PySpark DataFrame Join

09.25.2021

Intro

Often you will have multiple datasets, tables, or dataframes that you would like to combine. For example, you may have customers and their purchases and would like to see these in a single dataframe. Pyspark provides the join method to allow you to merge dataframes. In this article, we will learn how to work with PySpark joins.

Setting Up

The quickest way to get started working with python is to use the following docker compose file. Simple create a docker-compose.yml, paste the following code, then run docker-compose up. You will then see a link in the console to open up and access a jupyter notebook.

version: '3'
services:
  spark:
    image: jupyter/pyspark-notebook
    ports:
      - "8888:8888"
      - "4040-4080:4040-4080"
    volumes:
      - ./notebooks:/home/jovyan/work/notebooks/

Creating a PySpark Data Frame

We begin by creating a spark session and importing a few libraries.

from pyspark.sql import SparkSession

spark = SparkSession.builder.getOrCreate()

Next, let's create some fake sales data in a data frame.

from datetime import datetime, date

rdd = spark.sparkContext.parallelize([    
    ("jan", 2019, 86000, 56),
    ("jan", 2020, 81000, 30),
    ("jan", 2021, 90000, 24),
    ("feb", 2019, 99000, 40),
    ("feb", 2020, 83000, 36),
    ("feb", 2021, 79000, 53),
    ("mar", 2019, 80000, 25),
    ("mar", 2020, 91000, 50)
])
df = spark.createDataFrame(rdd, schema = ["month", "year", "total_revenue", "unique_products_sold"])
df.show()
+-----+----+-------------+--------------------+
|month|year|total_revenue|unique_products_sold|
+-----+----+-------------+--------------------+
|  jan|2019|        86000|                  56|
|  jan|2020|        81000|                  30|
|  jan|2021|        90000|                  24|
|  feb|2019|        99000|                  40|
|  feb|2020|        83000|                  36|
|  feb|2021|        79000|                  53|
|  mar|2019|        80000|                  25|
|  mar|2020|        91000|                  50|
+-----+----+-------------+--------------------+
from pyspark.sql.types import *

web_visits_rdd = spark.sparkContext.parallelize([    
    ("jan", 2019, 186000),
    ("jan", 2020, 181000),
    ("jan", 2021, 190000),
    ("feb", 2019, 199000),
    ("feb", 2020, 183000),
    ("feb", 2021, 179000),
    ("mar", 2019, 180000),
    ("mar", 2020, 191000)
])

web_visits_df = spark.createDataFrame(web_visits_rdd, schema = ["month", "year", "webvisits"])
web_visits_df.show()
+-----+----+----------+
|month|year|webvisits|
+-----+----+----------+
|  jan|2019|    186000|
|  jan|2020|    181000|
|  jan|2021|    190000|
|  feb|2019|    199000|
|  feb|2020|    183000|
|  feb|2021|    179000|
|  mar|2019|    180000|
|  mar|2020|    191000|
+-----+----+----------+

Joining Data

The basic join can be done using the join method. You will call this on one data frame and pass two parameters. The first parameter is the dataframe you would like to join with. Then, you pass the column to match on using the on named parameter.
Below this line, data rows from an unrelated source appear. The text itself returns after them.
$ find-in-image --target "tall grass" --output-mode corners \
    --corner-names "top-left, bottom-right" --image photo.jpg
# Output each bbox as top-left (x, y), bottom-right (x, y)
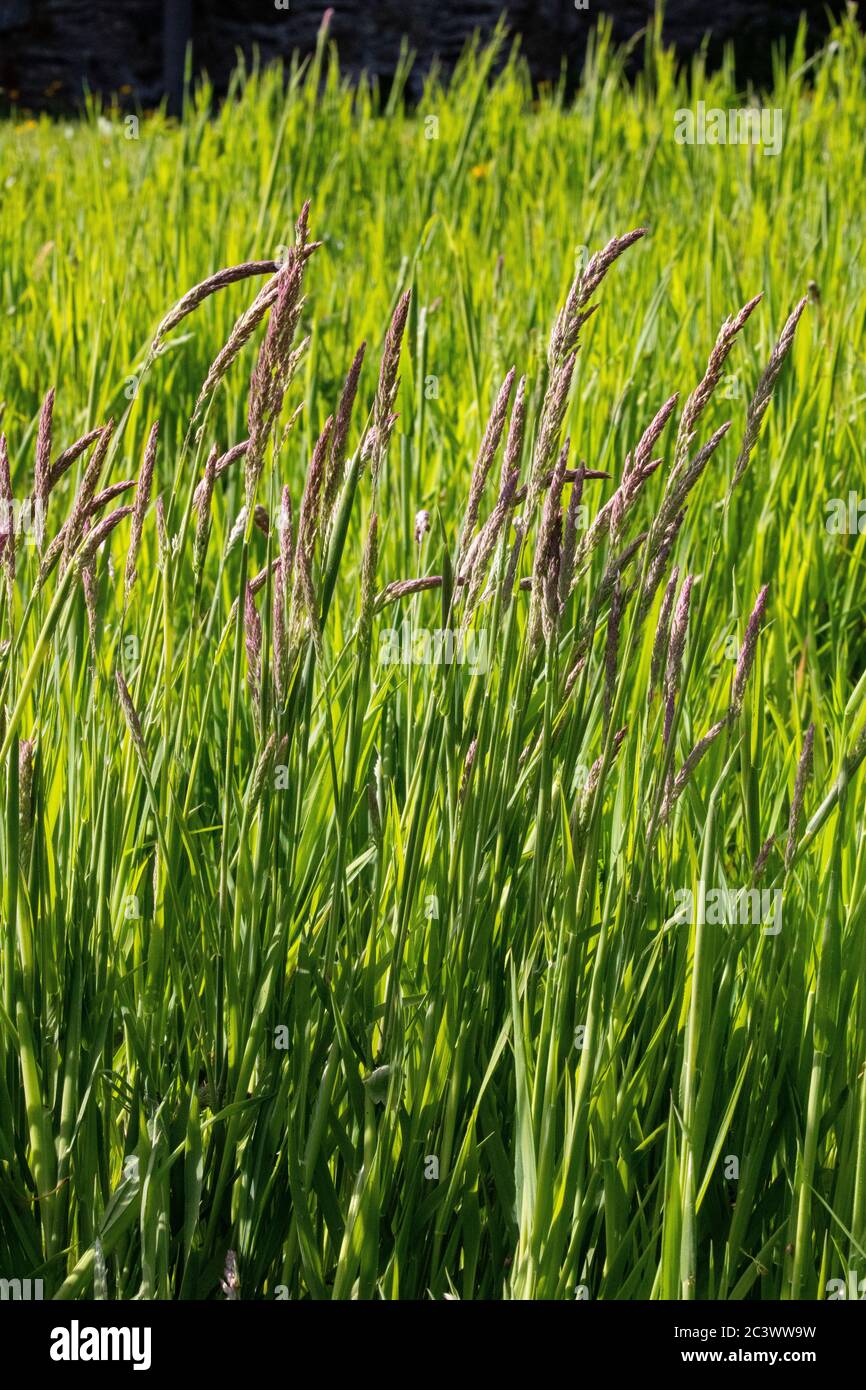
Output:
top-left (0, 10), bottom-right (866, 1298)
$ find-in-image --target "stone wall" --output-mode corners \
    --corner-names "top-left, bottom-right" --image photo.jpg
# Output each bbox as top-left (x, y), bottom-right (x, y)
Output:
top-left (0, 0), bottom-right (856, 108)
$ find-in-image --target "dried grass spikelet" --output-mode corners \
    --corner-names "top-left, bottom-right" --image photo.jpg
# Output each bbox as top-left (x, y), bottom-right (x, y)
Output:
top-left (322, 342), bottom-right (367, 534)
top-left (61, 420), bottom-right (114, 570)
top-left (361, 289), bottom-right (411, 491)
top-left (728, 295), bottom-right (809, 499)
top-left (192, 445), bottom-right (218, 591)
top-left (124, 420), bottom-right (160, 607)
top-left (457, 367), bottom-right (514, 570)
top-left (548, 227), bottom-right (646, 370)
top-left (728, 584), bottom-right (770, 723)
top-left (662, 574), bottom-right (695, 744)
top-left (114, 670), bottom-right (147, 759)
top-left (671, 295), bottom-right (763, 474)
top-left (785, 724), bottom-right (815, 873)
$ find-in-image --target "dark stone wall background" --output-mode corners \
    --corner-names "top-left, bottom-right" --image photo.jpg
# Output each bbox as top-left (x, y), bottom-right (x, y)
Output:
top-left (0, 0), bottom-right (842, 110)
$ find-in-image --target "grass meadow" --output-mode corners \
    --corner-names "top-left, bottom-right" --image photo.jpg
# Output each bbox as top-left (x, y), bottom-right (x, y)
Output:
top-left (0, 5), bottom-right (866, 1300)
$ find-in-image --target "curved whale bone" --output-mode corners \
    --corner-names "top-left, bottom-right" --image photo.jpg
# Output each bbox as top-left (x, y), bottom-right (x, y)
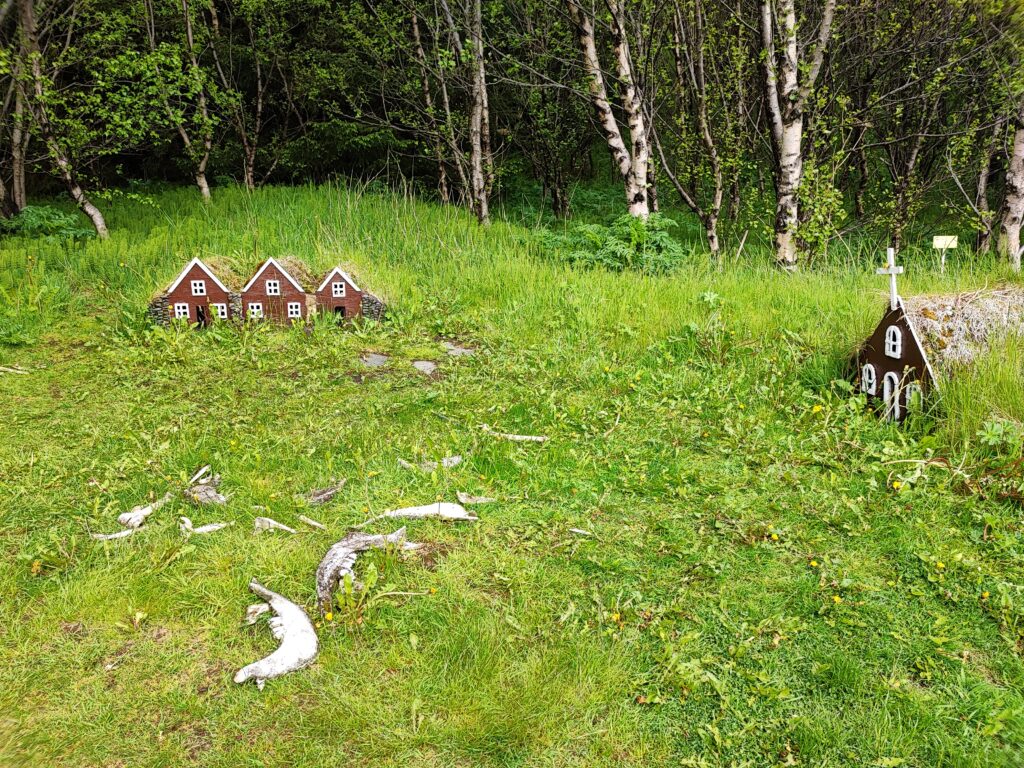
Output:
top-left (178, 517), bottom-right (234, 536)
top-left (398, 455), bottom-right (462, 472)
top-left (118, 493), bottom-right (174, 528)
top-left (234, 579), bottom-right (319, 690)
top-left (316, 526), bottom-right (423, 610)
top-left (480, 424), bottom-right (551, 442)
top-left (354, 502), bottom-right (479, 528)
top-left (455, 490), bottom-right (498, 504)
top-left (253, 517), bottom-right (298, 534)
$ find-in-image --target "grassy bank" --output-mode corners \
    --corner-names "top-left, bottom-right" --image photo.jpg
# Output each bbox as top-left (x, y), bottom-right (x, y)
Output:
top-left (0, 187), bottom-right (1024, 766)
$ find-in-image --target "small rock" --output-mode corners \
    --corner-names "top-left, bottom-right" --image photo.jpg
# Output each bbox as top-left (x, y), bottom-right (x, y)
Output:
top-left (444, 341), bottom-right (476, 357)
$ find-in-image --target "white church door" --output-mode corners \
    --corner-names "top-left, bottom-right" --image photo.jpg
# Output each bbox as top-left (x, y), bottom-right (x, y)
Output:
top-left (882, 371), bottom-right (900, 421)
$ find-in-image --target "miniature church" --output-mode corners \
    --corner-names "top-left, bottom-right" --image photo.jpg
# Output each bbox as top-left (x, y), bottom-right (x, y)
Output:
top-left (148, 258), bottom-right (385, 328)
top-left (856, 248), bottom-right (1024, 421)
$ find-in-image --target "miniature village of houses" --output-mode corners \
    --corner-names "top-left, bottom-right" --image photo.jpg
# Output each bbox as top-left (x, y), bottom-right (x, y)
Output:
top-left (856, 248), bottom-right (1024, 421)
top-left (148, 258), bottom-right (385, 327)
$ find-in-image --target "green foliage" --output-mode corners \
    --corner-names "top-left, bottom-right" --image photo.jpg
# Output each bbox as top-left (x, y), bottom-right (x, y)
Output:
top-left (0, 206), bottom-right (95, 247)
top-left (538, 213), bottom-right (686, 274)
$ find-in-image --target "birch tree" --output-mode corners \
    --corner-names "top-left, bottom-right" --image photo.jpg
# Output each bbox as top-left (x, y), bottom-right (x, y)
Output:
top-left (566, 0), bottom-right (650, 218)
top-left (759, 0), bottom-right (836, 270)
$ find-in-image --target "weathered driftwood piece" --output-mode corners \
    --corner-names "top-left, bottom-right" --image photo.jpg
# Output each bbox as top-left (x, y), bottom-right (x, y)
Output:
top-left (184, 464), bottom-right (227, 504)
top-left (304, 477), bottom-right (348, 505)
top-left (90, 526), bottom-right (142, 542)
top-left (118, 493), bottom-right (174, 528)
top-left (480, 424), bottom-right (549, 442)
top-left (299, 515), bottom-right (327, 530)
top-left (253, 517), bottom-right (299, 534)
top-left (246, 603), bottom-right (270, 624)
top-left (455, 490), bottom-right (498, 504)
top-left (398, 456), bottom-right (462, 472)
top-left (178, 517), bottom-right (234, 536)
top-left (316, 526), bottom-right (423, 610)
top-left (355, 502), bottom-right (479, 528)
top-left (234, 579), bottom-right (319, 690)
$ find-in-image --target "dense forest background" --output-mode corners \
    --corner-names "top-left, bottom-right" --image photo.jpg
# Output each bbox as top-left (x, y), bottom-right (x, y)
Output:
top-left (0, 0), bottom-right (1024, 269)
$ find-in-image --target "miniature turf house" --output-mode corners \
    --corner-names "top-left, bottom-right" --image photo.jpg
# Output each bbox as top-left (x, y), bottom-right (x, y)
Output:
top-left (316, 266), bottom-right (362, 317)
top-left (242, 258), bottom-right (310, 323)
top-left (150, 258), bottom-right (239, 326)
top-left (148, 258), bottom-right (386, 327)
top-left (857, 248), bottom-right (1024, 421)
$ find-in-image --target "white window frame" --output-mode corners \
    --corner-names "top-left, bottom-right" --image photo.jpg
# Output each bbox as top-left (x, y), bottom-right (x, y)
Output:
top-left (882, 371), bottom-right (902, 421)
top-left (886, 326), bottom-right (903, 359)
top-left (860, 362), bottom-right (879, 394)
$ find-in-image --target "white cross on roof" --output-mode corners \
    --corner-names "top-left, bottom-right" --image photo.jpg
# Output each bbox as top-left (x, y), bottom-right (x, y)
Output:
top-left (874, 248), bottom-right (903, 309)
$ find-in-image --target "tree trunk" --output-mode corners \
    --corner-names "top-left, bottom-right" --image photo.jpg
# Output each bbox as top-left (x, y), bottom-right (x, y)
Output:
top-left (469, 0), bottom-right (490, 226)
top-left (567, 0), bottom-right (649, 218)
top-left (999, 108), bottom-right (1024, 272)
top-left (10, 74), bottom-right (32, 213)
top-left (18, 0), bottom-right (110, 240)
top-left (413, 11), bottom-right (452, 203)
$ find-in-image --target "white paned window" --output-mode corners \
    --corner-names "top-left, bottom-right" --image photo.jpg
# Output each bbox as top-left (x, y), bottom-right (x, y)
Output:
top-left (886, 326), bottom-right (903, 358)
top-left (882, 371), bottom-right (900, 421)
top-left (860, 362), bottom-right (879, 394)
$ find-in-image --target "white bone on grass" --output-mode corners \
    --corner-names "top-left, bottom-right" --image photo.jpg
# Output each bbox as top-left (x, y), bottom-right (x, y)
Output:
top-left (234, 579), bottom-right (319, 690)
top-left (305, 477), bottom-right (348, 505)
top-left (455, 490), bottom-right (498, 504)
top-left (355, 502), bottom-right (479, 528)
top-left (316, 526), bottom-right (423, 609)
top-left (480, 424), bottom-right (550, 442)
top-left (246, 603), bottom-right (270, 624)
top-left (398, 455), bottom-right (462, 472)
top-left (90, 526), bottom-right (142, 542)
top-left (178, 517), bottom-right (234, 536)
top-left (118, 493), bottom-right (174, 528)
top-left (253, 517), bottom-right (298, 534)
top-left (299, 515), bottom-right (327, 530)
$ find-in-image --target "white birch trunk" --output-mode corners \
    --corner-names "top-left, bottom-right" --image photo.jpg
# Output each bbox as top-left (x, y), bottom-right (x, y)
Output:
top-left (999, 109), bottom-right (1024, 272)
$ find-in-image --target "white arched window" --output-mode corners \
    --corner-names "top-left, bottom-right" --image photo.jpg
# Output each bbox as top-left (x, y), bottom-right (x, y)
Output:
top-left (882, 371), bottom-right (901, 421)
top-left (860, 362), bottom-right (879, 394)
top-left (886, 326), bottom-right (903, 359)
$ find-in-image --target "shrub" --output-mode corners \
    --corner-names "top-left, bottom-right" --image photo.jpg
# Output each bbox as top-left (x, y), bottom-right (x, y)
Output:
top-left (0, 206), bottom-right (95, 247)
top-left (540, 213), bottom-right (685, 274)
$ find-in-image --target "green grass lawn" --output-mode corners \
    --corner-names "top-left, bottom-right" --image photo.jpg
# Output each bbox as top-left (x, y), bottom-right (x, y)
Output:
top-left (0, 187), bottom-right (1024, 768)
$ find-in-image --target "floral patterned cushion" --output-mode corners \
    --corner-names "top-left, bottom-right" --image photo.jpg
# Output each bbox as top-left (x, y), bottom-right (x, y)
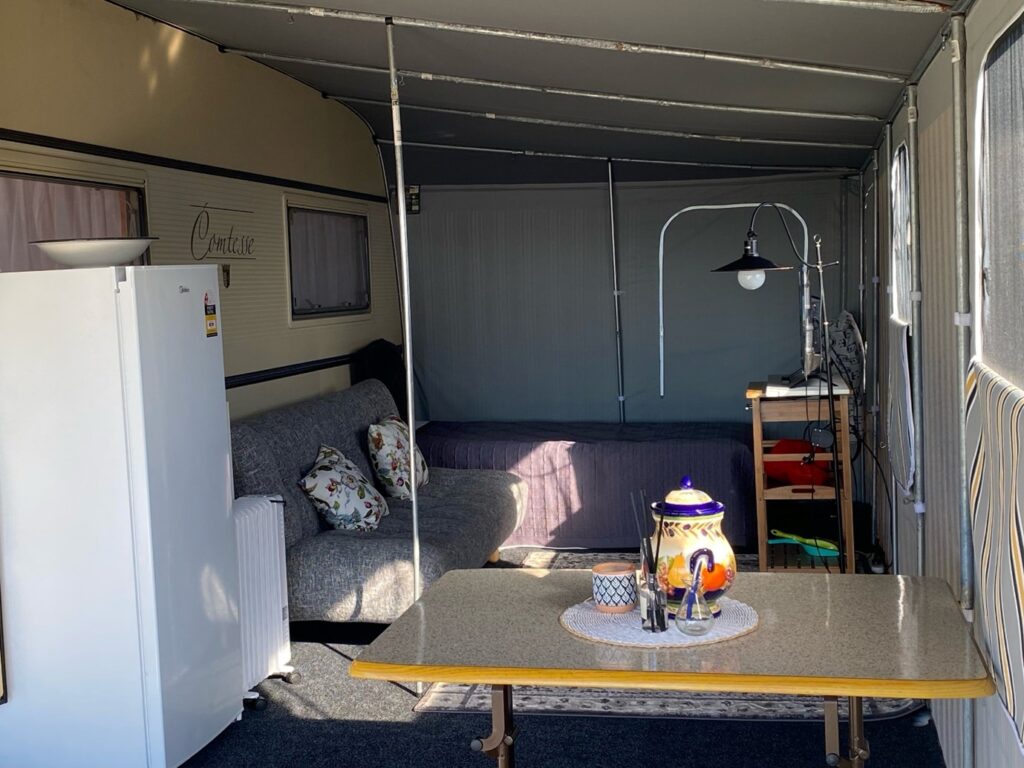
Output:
top-left (369, 416), bottom-right (428, 499)
top-left (299, 445), bottom-right (387, 530)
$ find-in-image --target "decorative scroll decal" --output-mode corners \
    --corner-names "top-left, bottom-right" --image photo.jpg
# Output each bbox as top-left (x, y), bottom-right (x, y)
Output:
top-left (188, 203), bottom-right (256, 261)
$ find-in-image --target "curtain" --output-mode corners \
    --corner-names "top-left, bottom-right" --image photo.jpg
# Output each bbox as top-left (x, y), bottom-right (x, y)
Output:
top-left (965, 16), bottom-right (1024, 749)
top-left (965, 360), bottom-right (1024, 741)
top-left (887, 144), bottom-right (918, 495)
top-left (979, 24), bottom-right (1024, 385)
top-left (0, 175), bottom-right (138, 271)
top-left (288, 208), bottom-right (370, 314)
top-left (886, 321), bottom-right (916, 495)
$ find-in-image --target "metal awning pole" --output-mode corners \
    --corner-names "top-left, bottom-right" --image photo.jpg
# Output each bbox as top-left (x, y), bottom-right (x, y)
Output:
top-left (184, 0), bottom-right (906, 83)
top-left (222, 48), bottom-right (885, 123)
top-left (331, 95), bottom-right (871, 150)
top-left (906, 85), bottom-right (925, 575)
top-left (384, 18), bottom-right (423, 601)
top-left (608, 159), bottom-right (626, 424)
top-left (949, 14), bottom-right (975, 768)
top-left (378, 138), bottom-right (855, 177)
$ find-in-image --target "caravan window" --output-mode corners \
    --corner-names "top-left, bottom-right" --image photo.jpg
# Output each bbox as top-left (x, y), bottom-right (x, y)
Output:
top-left (288, 207), bottom-right (370, 317)
top-left (977, 22), bottom-right (1024, 386)
top-left (890, 144), bottom-right (910, 325)
top-left (0, 173), bottom-right (143, 272)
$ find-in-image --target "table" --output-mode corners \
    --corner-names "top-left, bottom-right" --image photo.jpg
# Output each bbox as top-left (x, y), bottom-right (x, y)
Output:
top-left (350, 568), bottom-right (994, 768)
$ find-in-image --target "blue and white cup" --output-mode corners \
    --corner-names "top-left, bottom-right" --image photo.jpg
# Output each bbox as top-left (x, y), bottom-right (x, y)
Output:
top-left (590, 562), bottom-right (637, 613)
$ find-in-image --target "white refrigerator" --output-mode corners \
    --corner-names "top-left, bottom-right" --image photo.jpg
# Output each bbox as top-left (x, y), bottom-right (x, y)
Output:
top-left (0, 265), bottom-right (242, 768)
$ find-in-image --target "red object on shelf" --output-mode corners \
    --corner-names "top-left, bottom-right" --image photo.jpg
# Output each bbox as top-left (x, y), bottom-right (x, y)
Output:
top-left (765, 438), bottom-right (828, 485)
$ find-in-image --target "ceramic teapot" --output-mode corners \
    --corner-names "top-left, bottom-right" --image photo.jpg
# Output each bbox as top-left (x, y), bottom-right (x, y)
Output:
top-left (650, 477), bottom-right (736, 616)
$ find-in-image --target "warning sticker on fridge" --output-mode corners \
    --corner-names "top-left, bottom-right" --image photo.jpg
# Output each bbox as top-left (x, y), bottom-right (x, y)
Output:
top-left (203, 302), bottom-right (217, 338)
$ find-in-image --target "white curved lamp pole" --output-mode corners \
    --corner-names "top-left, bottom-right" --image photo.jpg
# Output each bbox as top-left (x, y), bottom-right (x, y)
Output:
top-left (657, 202), bottom-right (808, 397)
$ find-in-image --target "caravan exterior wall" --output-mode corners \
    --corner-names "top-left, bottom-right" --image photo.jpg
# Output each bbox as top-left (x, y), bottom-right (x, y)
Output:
top-left (0, 0), bottom-right (400, 417)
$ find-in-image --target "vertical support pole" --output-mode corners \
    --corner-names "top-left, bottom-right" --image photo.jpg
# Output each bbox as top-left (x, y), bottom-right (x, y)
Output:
top-left (851, 171), bottom-right (867, 505)
top-left (839, 176), bottom-right (850, 309)
top-left (868, 150), bottom-right (882, 545)
top-left (857, 173), bottom-right (867, 328)
top-left (949, 13), bottom-right (975, 768)
top-left (608, 158), bottom-right (626, 424)
top-left (906, 85), bottom-right (926, 575)
top-left (384, 16), bottom-right (423, 601)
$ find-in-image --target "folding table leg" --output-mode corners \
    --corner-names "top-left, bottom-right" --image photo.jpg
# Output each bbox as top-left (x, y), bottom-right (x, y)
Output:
top-left (850, 696), bottom-right (871, 768)
top-left (824, 696), bottom-right (871, 768)
top-left (469, 685), bottom-right (517, 768)
top-left (824, 696), bottom-right (843, 767)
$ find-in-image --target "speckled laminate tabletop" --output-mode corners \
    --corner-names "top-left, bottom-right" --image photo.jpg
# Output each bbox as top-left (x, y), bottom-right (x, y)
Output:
top-left (351, 568), bottom-right (993, 698)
Here is an example joining the two dataframes above using the month.

inner_join_df = df.join(web_visits_df, on = 'month')
inner_join_df.show()
+-----+----+-------------+--------------------+----+----------+
|month|year|total_revenue|unique_products_sold|year|webvisits|
+-----+----+-------------+--------------------+----+----------+
|  feb|2019|        99000|                  40|2019|    199000|
|  feb|2019|        99000|                  40|2020|    183000|
|  feb|2019|        99000|                  40|2021|    179000|
|  feb|2020|        83000|                  36|2019|    199000|
|  feb|2020|        83000|                  36|2020|    183000|
|  feb|2020|        83000|                  36|2021|    179000|
|  feb|2021|        79000|                  53|2019|    199000|
|  feb|2021|        79000|                  53|2020|    183000|
|  feb|2021|        79000|                  53|2021|    179000|
|  mar|2019|        80000|                  25|2019|    180000|
|  mar|2019|        80000|                  25|2020|    191000|
|  mar|2020|        91000|                  50|2019|    180000|
|  mar|2020|        91000|                  50|2020|    191000|
|  jan|2019|        86000|                  56|2019|    186000|
|  jan|2019|        86000|                  56|2020|    181000|
|  jan|2019|        86000|                  56|2021|    190000|
|  jan|2020|        81000|                  30|2019|    186000|
|  jan|2020|        81000|                  30|2020|    181000|
|  jan|2020|        81000|                  30|2021|    190000|
|  jan|2021|        90000|                  24|2019|    186000|
+-----+----+-------------+--------------------+----+----------+
only showing top 20 rows

If the dataframe join column did not match, you can pass a condition with the two dataframes to the on named parameter.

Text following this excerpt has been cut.